Being the only rather vulgar person in our family, she took care to point out to strangers, when they were talking about Swann, that, had he wanted to, he could have lived on the boulevard Haussmann or the avenue de l’Opéra, that he was the son of M. Swann, who must have left four or five million, but that this was his whim. One that she felt moreover must be so amusing to others that in Paris, when M. Swann came on New Year’s Day to bring her her bag of marrons glacés, she never failed, if there was company, to say to him: “Well, Monsieur Swann! Do you still live next door to the wine warehouse, so as to be sure of not missing the train when you go to Lyon?” And she would look out of the corner of her eye, over her lorgnon, at the other visitors.
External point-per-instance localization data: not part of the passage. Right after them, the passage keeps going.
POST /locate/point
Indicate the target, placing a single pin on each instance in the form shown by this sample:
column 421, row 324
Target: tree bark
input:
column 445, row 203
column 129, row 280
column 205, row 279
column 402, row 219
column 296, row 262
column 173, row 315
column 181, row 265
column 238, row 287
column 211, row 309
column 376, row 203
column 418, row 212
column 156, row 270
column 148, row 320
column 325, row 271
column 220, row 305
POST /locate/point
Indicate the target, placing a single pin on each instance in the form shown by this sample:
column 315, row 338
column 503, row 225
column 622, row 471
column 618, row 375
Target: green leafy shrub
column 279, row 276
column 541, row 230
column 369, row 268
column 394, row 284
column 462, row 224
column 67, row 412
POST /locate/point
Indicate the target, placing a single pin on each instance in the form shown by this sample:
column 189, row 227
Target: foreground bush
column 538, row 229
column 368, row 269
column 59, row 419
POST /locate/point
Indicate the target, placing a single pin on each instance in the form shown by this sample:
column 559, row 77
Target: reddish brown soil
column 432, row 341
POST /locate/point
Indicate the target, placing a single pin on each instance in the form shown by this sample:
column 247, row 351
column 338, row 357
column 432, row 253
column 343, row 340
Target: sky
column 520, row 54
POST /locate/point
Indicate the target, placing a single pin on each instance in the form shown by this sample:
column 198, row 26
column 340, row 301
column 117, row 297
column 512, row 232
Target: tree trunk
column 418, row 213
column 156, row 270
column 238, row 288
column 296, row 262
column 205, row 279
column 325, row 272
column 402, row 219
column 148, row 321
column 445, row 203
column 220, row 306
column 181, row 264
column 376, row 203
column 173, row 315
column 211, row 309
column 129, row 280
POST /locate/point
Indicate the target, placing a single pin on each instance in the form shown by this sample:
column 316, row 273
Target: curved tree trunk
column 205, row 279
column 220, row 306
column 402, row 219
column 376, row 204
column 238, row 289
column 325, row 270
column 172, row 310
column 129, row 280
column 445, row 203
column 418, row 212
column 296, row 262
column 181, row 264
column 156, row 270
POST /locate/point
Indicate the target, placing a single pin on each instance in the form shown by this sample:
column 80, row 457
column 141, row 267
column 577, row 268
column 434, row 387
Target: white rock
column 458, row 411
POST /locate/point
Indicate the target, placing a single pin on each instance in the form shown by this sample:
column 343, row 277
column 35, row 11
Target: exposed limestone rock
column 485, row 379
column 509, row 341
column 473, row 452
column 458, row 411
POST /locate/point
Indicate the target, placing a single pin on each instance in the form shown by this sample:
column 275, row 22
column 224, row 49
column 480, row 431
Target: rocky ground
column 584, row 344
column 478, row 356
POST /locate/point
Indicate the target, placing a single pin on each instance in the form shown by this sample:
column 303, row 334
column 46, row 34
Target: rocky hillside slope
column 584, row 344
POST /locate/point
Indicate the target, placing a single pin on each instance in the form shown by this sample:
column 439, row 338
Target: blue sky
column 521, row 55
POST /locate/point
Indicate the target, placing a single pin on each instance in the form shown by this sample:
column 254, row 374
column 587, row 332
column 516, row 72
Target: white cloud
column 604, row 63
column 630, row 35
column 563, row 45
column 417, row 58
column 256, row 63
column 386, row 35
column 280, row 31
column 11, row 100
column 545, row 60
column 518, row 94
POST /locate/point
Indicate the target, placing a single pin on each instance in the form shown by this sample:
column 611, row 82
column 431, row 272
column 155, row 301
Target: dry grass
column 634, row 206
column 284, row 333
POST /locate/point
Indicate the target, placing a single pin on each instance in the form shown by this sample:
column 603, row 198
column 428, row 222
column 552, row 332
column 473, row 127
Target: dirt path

These candied chestnuts migrated to northern Italy and southern France after the Crusades. Here’s what Wikipedia has to say about them:
“The earliest known record of a recipe for marrons glacés was written by the French at the end of 17th century in Louis XIV‘s Versailles court. In 1667, François Pierre La Varenne, ten years’ chef de cuisine to Nicolas Chalon du Blé, Marquis of Uxelles (near Lyon and a chestnut-producing area), and foremost figure of the nouvelle cuisine movement of the time, published his best-selling book Le parfaict confiturier. In it he describes ‘la façon de faire marron pour tirer au sec’ (‘the way to make (a) chestnut (so as) to “pull it dry”‘); this may well be the first record of the recipe for marrons glacés. ‘Tirer au sec’ means, in a confectionery context, ‘to remove (what’s being candied) from the syrup’. La Varenne’s book was edited 30 times in 75 years.”
So that’s how I celebrated my Thanksgiving. Returning home from the Sorbonne, I stopped in a boulangerie on the Rue de Richelieu for a baguette, and saw a enormous pile of marrons glacés. I had my doubts. The little suckers were going for 1.80 euros apiece. I’ve never been able to quite make friends with the humble chestnut – you know, the “chestnuts roasting on an open fire,” and so on every Christmas – and that, despite making a reasonably good chestnut soufflé in the wintertime. But the marron glacé? Un vrai délice!
Have a happy Thanksgiving. And don’t pass them up, if you get the chance.